The leech crossed the entrance of the chapel, and after five minutes nothing had jumped at it. Deeming it safe, Levi ventured in.
The chapel swallowed him whole.
Inside, it was vast and hollow, the kind of emptiness that felt alive. Dust blanketed everything— benches lined in neat, skeletal rows, high windows reaching for the ceiling, their panels choked under dust so thick it seemed painted on.
Not a single shaft of light broke through, the air itself tasted stale and dry, if air had age, this one was old.
Levi's boots left faint tracks across the grey surface, the moss giving way to cold stone. Each step echoed dimly, muffled by the shroud of dust.
And then his eyes fell on the altar.
Unlike the rest of the chapel, it was bare of dust— its surface polished, clean, as though something had brushed it only moments before. The sight struck him like a blade of wrongness, his fingers twitching at his thigh.
Slowly, he advanced.
The wall behind the altar was not blank. Murals sprawled across its surface, crude yet deliberate, painted in colors that time should have long devoured but hadn't. They depicted shapes— things that looked vaguely humanoid.
Their forms stretched, eyes sprouting across limbs, mouths sewn shut, bodies kneeling before something just beyond the frame.
The longer Levi stared, the less humanoid they became.
Beneath the paintings, a script was etched, looping and jagged. The characters slithered across the stone as if written in haste— or fever. His eyes strained to follow them, yet the words seemed to shift, changing between one glance and the next.
A chill crept down his spine.
'…the hell is this place?'. He muttered inwardly, voice too small for the silence.
'Why do I feel like those marks should be words? They look too scattered, too haphazard to be text…'.
[Those are certainly text.... Written in a dead language]
'Dead language'. Levi eyes lit up, of course he knew what dead language was, from the story he knew that they referred to old languages related to other civilizations.
'Can you translate it?'. Levi asked, his excitement rising to a feverish pitch.
[No]
Before Levi could begin to swear, the system saved itself.

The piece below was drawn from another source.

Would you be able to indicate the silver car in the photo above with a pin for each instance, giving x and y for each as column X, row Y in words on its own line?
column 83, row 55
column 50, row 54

[But I do know how..... Speak a word]
Staring at the words of the system, Levi pondered on it, he remembered the last time he talked back to a Deity, and that did not end well.
And although this place had no such entity, he had a bad feeling talking in a place like this.
'Are you sure nothing is going to jump at me?'.
[Can I see into the future?]
'Bastard'. Levi swore a couple more time at the system before taking a deep breath, readying to say something.
'What's the worst that could happen?'. Steeling himself Levi spoke.
"So.... Like this?". That was what was supposed to come out of his mouth. But silence answered.
No sound left his mouth. He felt it—bwords flowing out, yet soundless. Not vanishing, no— pouring straight into the murals, soaking into paint and stone.
The wall drank them.
And then, it answered.
A voice slipped back out. His voice— yet older, cracked with sorrow and pain.
"Forgive us Mother, for we know not what we were doing."